Let be $E$ a $\mathbb{K}$-vectorial space and $T^{2}E$ the space of $(0,2)$-tensors, $g ^{\otimes 2}: T^{2}E\times T^{2}E\rightarrow \mathbb{K}$ such that $(e_1\otimes e_2,v_1\otimes v_2)\rightarrow g(e_1,v_1)g(e_2,v_2)$ show that if $g\in im(\iota g ^{\otimes 2})$ then $\iota g$ is injective, where $\iota$ is the interior contraction defined like:
$\iota: Bil_{\mathbb{K}}(E,V;\mathbb{K})\rightarrow Lin_{\mathbb{K}}(E,Lin_{\mathbb{K}}(V,\mathbb{K}))$ such that $ f\rightarrow \iota f$ where $\iota f: E\rightarrow Lin_{\mathbb{K}}(V,\mathbb{K})$ $e\rightarrow\iota_e f$ where $\iota_e f:V\rightarrow \mathbb{K}$ $v\rightarrow \iota_e f(v):=f(e,v)$.

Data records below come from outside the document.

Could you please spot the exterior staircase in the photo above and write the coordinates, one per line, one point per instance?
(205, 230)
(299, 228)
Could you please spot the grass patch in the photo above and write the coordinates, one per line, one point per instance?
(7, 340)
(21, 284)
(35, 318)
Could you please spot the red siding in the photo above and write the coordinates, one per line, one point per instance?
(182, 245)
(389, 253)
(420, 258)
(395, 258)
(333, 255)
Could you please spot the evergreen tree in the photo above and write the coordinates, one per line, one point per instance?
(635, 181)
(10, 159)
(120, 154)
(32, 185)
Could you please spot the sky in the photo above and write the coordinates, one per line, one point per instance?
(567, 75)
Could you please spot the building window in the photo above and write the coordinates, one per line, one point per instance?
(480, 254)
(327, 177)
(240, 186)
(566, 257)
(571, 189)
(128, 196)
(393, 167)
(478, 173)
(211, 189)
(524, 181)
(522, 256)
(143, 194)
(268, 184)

In fact this is a if and only if, only that I have already managed to demonstrate a side, something important that I found is that: $ker(\iota g ^{\otimes 2})=${$e_1\otimes e_2 / e_1\in ker(\iota g)\lor e_2\in ker(\iota g)$} then I think it's enough to see that the kernel of $\iota g ^{\otimes 2}$ is {$0$} but that's where I stop.